Fuori dagli schemi: uomini che si vestono da donne

Una premessa: quando in ambito femminista si critica una “regola” vigente nella nostra società che contribuisce a perpetuare il sessismo e il binarismo di genere (per esempio le fiabe e i racconti per bambini in cui le principesse sono passivamente salvate da un principe coraggioso) non si vuole sostituire questa regola con il suo opposto (fiabe in cui ardite principesse salvano principi indifesi) ma ampliare le possibilità e i modelli, facendo coesistere entrambe le cose.

In effetti il binarismo di genere e il sessismo sopravvivono così tenacemente perché sono considerati normali, naturali, nell’ordine delle cose. Perché è sempre stato così. Mostrare altre possibilità ponendole tutte sullo stesso piano è quindi il modo più semplice e logico di scardinare questo assunto. Il nodo centrale della questione è proprio quel “tutte sullo stesso piano”: quando il femminismo rivendica più libertà di scelta, non implica che alcune scelte abbiano un valore superiore ad altre, se non nella misura in cui, essendo minoritarie, vanno difese e divulgate affinché siano accettate dalla società. Così la libertà di non depilarsi va rivendicata, ma questo non significa che non depilarsi sia “meglio” che depilarsi (chi la pensa così sbaglia, ma questo è un altro discorso in cui non voglio addentrarmi ora). E così la principessa che salva il principe non è “meglio” del principe che salva la principessa.

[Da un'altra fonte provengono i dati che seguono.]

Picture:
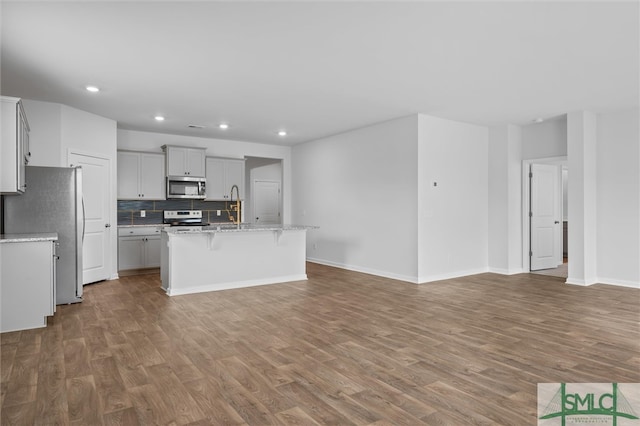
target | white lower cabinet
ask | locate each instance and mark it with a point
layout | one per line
(139, 248)
(27, 284)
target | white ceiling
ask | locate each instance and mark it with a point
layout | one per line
(320, 68)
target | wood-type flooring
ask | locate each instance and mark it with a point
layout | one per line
(342, 348)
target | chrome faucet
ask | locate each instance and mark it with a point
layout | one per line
(237, 220)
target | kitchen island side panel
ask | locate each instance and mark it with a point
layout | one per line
(200, 262)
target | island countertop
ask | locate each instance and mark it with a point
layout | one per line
(245, 227)
(196, 259)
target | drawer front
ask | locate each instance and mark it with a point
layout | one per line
(139, 230)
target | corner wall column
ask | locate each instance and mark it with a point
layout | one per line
(581, 149)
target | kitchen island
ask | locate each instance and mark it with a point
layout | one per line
(210, 258)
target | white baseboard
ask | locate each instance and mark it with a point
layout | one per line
(584, 283)
(237, 284)
(451, 275)
(621, 283)
(385, 274)
(502, 271)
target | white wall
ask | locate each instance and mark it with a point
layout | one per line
(581, 141)
(505, 199)
(618, 198)
(545, 140)
(360, 187)
(152, 142)
(453, 218)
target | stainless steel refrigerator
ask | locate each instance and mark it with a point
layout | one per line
(52, 202)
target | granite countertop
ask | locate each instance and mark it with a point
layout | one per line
(27, 238)
(148, 225)
(246, 227)
(155, 225)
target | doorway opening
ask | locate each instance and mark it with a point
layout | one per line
(264, 190)
(545, 216)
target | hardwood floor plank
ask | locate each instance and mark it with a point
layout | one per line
(174, 394)
(51, 396)
(110, 385)
(295, 417)
(341, 348)
(84, 404)
(126, 417)
(18, 414)
(149, 405)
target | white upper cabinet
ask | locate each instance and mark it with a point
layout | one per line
(185, 161)
(14, 146)
(222, 174)
(141, 176)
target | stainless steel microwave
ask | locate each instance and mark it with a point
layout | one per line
(186, 187)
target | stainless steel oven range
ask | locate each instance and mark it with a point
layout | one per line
(183, 218)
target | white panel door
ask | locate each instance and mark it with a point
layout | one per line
(96, 247)
(545, 216)
(266, 202)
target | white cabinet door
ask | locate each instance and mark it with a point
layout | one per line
(195, 162)
(27, 280)
(176, 161)
(128, 172)
(14, 146)
(152, 178)
(130, 253)
(185, 161)
(140, 176)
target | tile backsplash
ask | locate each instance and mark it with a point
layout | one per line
(129, 210)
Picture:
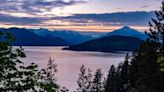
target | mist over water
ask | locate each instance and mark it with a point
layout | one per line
(69, 62)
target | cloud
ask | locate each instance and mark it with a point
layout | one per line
(145, 6)
(7, 19)
(106, 19)
(34, 6)
(119, 18)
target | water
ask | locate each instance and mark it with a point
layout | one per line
(69, 62)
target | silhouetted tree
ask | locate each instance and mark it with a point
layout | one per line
(98, 82)
(85, 80)
(145, 68)
(111, 80)
(47, 77)
(125, 74)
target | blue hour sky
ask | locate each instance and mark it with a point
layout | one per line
(80, 15)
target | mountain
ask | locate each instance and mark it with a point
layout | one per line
(126, 31)
(28, 38)
(108, 44)
(72, 37)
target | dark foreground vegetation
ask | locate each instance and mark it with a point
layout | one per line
(143, 71)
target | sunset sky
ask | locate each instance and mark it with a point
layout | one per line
(80, 15)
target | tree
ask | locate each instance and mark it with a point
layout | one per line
(145, 68)
(47, 78)
(125, 74)
(111, 80)
(14, 76)
(97, 83)
(85, 80)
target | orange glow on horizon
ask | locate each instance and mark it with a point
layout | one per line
(76, 28)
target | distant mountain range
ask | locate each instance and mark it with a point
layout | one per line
(126, 31)
(108, 44)
(25, 37)
(76, 40)
(72, 37)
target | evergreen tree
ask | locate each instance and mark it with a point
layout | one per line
(111, 80)
(14, 76)
(97, 84)
(125, 74)
(145, 68)
(47, 78)
(85, 80)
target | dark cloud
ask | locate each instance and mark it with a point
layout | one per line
(120, 18)
(145, 6)
(34, 6)
(19, 20)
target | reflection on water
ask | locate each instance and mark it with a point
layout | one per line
(69, 62)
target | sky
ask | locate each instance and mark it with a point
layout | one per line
(80, 15)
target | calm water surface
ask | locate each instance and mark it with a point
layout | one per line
(69, 62)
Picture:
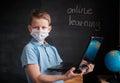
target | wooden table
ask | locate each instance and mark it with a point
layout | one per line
(75, 80)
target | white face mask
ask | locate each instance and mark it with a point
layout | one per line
(39, 34)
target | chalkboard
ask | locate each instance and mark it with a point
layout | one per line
(73, 22)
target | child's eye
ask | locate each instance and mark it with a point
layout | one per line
(44, 27)
(36, 27)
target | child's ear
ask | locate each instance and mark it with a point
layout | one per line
(29, 28)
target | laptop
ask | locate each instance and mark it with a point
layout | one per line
(74, 62)
(93, 48)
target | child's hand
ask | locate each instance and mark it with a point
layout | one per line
(70, 74)
(89, 69)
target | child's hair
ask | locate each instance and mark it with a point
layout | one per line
(37, 13)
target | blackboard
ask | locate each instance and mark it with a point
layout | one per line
(73, 22)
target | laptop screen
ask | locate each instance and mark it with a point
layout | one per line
(78, 52)
(93, 48)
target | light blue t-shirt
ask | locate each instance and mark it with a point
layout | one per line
(43, 54)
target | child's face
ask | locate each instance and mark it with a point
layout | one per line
(39, 24)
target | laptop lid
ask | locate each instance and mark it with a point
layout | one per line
(93, 48)
(79, 54)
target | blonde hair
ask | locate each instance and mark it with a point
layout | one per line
(36, 13)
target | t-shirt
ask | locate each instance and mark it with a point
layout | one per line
(45, 55)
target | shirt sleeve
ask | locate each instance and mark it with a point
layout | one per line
(29, 56)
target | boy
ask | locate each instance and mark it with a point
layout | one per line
(38, 55)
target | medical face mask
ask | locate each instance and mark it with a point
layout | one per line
(39, 34)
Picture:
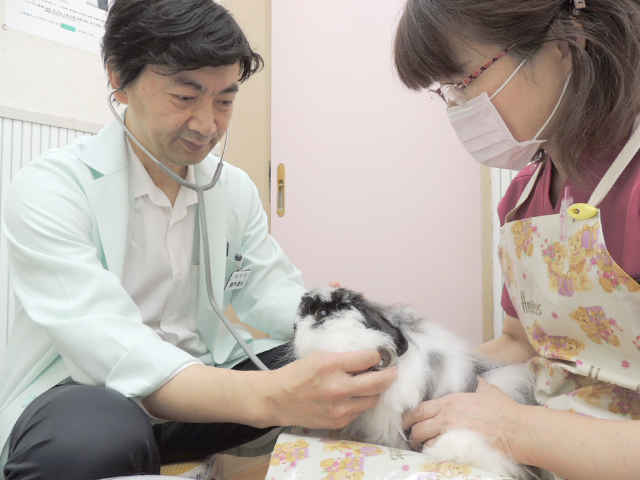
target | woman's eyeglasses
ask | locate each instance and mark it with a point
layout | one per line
(452, 93)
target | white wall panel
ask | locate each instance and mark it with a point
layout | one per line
(20, 142)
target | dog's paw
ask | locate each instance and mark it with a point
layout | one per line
(465, 447)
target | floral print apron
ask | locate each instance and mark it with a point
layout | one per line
(580, 310)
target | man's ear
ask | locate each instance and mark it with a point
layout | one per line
(114, 81)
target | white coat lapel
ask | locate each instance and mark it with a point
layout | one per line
(209, 325)
(106, 156)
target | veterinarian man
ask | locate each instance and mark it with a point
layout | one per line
(114, 326)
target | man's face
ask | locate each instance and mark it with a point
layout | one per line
(180, 117)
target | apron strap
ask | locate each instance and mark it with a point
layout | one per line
(525, 193)
(615, 170)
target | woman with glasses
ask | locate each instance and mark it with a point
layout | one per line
(549, 88)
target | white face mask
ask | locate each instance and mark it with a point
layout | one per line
(487, 138)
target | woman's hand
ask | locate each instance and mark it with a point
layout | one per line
(327, 390)
(488, 411)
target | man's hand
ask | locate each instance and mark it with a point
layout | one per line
(327, 390)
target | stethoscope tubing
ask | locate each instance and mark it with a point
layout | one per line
(202, 219)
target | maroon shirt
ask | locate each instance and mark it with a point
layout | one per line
(620, 209)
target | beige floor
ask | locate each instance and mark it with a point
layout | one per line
(228, 467)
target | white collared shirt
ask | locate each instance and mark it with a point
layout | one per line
(158, 271)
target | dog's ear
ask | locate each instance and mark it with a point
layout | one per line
(376, 318)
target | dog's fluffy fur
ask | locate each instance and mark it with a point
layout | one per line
(432, 362)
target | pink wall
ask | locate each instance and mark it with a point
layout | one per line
(380, 195)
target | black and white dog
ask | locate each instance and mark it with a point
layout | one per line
(431, 361)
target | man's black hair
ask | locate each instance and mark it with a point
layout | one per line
(178, 34)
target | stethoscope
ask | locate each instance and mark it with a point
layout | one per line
(201, 219)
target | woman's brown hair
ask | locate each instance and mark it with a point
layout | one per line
(603, 98)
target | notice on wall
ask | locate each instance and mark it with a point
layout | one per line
(75, 23)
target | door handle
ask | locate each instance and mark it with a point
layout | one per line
(281, 190)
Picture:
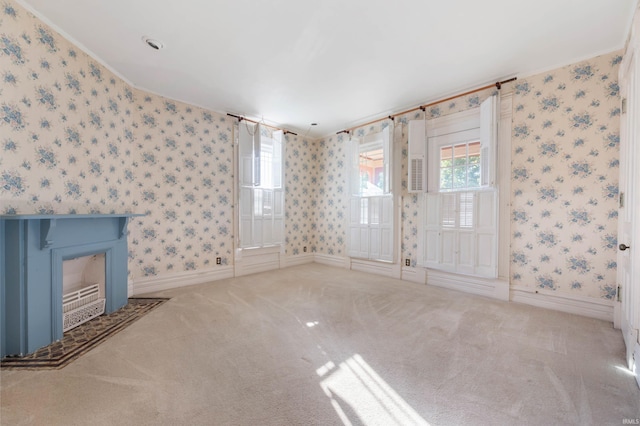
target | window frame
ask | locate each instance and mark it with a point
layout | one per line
(449, 248)
(261, 204)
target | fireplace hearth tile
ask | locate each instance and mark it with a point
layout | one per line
(83, 338)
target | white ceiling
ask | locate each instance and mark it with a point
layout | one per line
(334, 62)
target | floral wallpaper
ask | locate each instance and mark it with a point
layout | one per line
(332, 198)
(329, 199)
(300, 178)
(74, 138)
(565, 179)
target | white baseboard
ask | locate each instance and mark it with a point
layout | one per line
(586, 306)
(379, 268)
(416, 275)
(258, 262)
(180, 279)
(299, 259)
(331, 260)
(489, 287)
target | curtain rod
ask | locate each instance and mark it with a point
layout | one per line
(498, 85)
(257, 122)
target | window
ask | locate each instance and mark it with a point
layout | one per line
(460, 220)
(460, 166)
(261, 206)
(371, 219)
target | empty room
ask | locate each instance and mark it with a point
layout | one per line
(339, 213)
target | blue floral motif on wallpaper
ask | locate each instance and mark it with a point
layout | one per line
(575, 181)
(82, 150)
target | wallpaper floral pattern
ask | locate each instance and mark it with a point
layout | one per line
(332, 199)
(74, 138)
(77, 139)
(565, 157)
(299, 185)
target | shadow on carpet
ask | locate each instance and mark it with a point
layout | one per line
(83, 338)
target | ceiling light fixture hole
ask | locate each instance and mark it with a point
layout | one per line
(153, 43)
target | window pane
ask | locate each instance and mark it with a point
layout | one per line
(466, 209)
(371, 166)
(460, 155)
(446, 155)
(459, 177)
(474, 148)
(446, 178)
(474, 176)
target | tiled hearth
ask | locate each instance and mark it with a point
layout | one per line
(32, 251)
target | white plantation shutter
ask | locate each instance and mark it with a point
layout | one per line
(417, 156)
(486, 230)
(461, 232)
(386, 228)
(387, 150)
(432, 230)
(278, 171)
(248, 154)
(353, 161)
(261, 186)
(488, 140)
(371, 218)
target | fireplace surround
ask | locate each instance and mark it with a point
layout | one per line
(32, 251)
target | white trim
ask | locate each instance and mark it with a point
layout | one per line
(136, 87)
(257, 260)
(386, 269)
(331, 260)
(415, 275)
(488, 287)
(504, 184)
(180, 279)
(295, 260)
(586, 306)
(635, 367)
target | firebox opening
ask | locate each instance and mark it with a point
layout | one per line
(83, 289)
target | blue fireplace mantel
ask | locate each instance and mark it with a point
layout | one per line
(32, 249)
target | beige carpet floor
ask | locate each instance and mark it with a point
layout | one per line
(314, 345)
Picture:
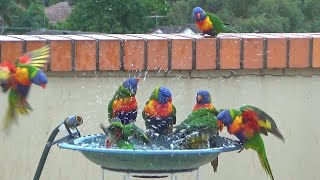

Il diritto ad un ventaglio di possibilità più ampio, e quindi a più opportunità di conoscere, esprimersi o definire la propria identità, è uno dei capisaldi del femminismo, in quanto presupposto del diritto all’autodeterminazione e alla scelta. Difficile scegliere fra A e B se tutta la società esalta come giusta, normale e positiva la scelta A mentre condanna e stigmatizza la scelta B. Questo è un fatto evidente, ma non significa che chi sceglie A sbagli e chi sceglie B sia da lodare.

Le regole di genere, ovvero tutte quelle aspettative, pregiudizi e stereotipi che gravano sugli uomini e sulle donne, limitano le possibilità sia per gli uomini che per le donne. L’esempio classico di questo sono le rigide identificazioni per genere dei giocattoli, per cui esistono “cose da femmine”, contrassegnate dai colori rosa, fucsia, lilla, viola, e “cose da maschi”, di solito colorate in arancione, rosso, nero, grigio, blu.

Questa battaglia per un ventaglio di possibilità più ampio riguarda anche gli uomini, quindi. Per questo ho scelto di dedicare questo post a una cosa insolita (perché urta contro la nostra idea di normalità) come gli uomini che si vestono da donne. Non sto parlando di travestiti o drag queen, ma di uomini eterosessuali che sperimentano un look diverso, per gioco, perché gli piace farlo. Queste immagini all’inizio appaiono bizzarre, ma continuando a guardarle ci si rende conto che non c’è nessun motivo affinché sia così.